Hiring is no easy task. When you a global pandemic and economic hardship on top of that, it doesn’t get any easier. If your company has availability and is looking to hire in the near future, you can certainly expect to receive dozens of resumes flood in for one opening.
It can be tough to decipher when someone’s resume is really good or really too good to be true. We have compiled a list of resume red flags that HR or hiring managers should look out for when filling a vacancy.
While we may not live in a day and age where one keeps a full-time position for decades on end, it’s never a good sign to receive a resume where the candidate has a series of jobs for a short period of time. If you have plans to invest time and resources into a candidate, you’ll want to ensure a certain extent of longevity with your company before bringing them aboard. Someone who has not held a job for over a year could be a sign of trouble.
If you find that the cover letter or resume verbiage seems vague or unspecific? There may be a reason for that. Look for resumes that speak of specific involvement, results, and offer references regarding their work.

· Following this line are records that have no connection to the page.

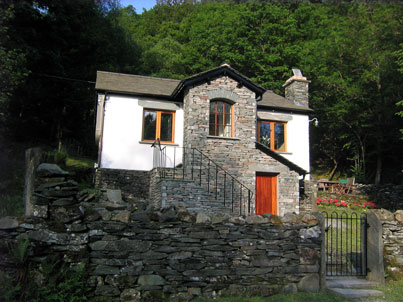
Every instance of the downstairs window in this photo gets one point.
(158, 124)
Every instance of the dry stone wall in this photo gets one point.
(392, 224)
(135, 252)
(132, 183)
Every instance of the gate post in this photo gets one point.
(375, 247)
(323, 254)
(32, 160)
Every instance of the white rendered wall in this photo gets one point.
(122, 131)
(298, 141)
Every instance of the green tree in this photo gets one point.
(355, 79)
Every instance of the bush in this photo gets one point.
(53, 281)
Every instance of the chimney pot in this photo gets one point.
(296, 88)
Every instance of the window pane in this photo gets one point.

If you are catching multiple spelling errors, sloppy format, inappropriate email, or anything else that seems rather unprofessional, that is never a good sign. Resumes should reflect someone putting their best foot forward. Chances are if they do not exude professionalism on their resume, they are not likely to do so once they have secured a position.
Doesn’t follow directions
As a hiring manager, your job is not to track down the information you need from a potential candidate. If you have specific application instructions in your job posting, viable applicants will follow instructions to a T. If applicants cannot follow instructions to obtain employment, there’s a good chance that attention to detail is not one of their strong suits.
Someone may have all of the qualifications and experience you are looking for, but when you look at their job history, no dates can be found. If someone does not share how long they have worked for a company or on a project, something could be off.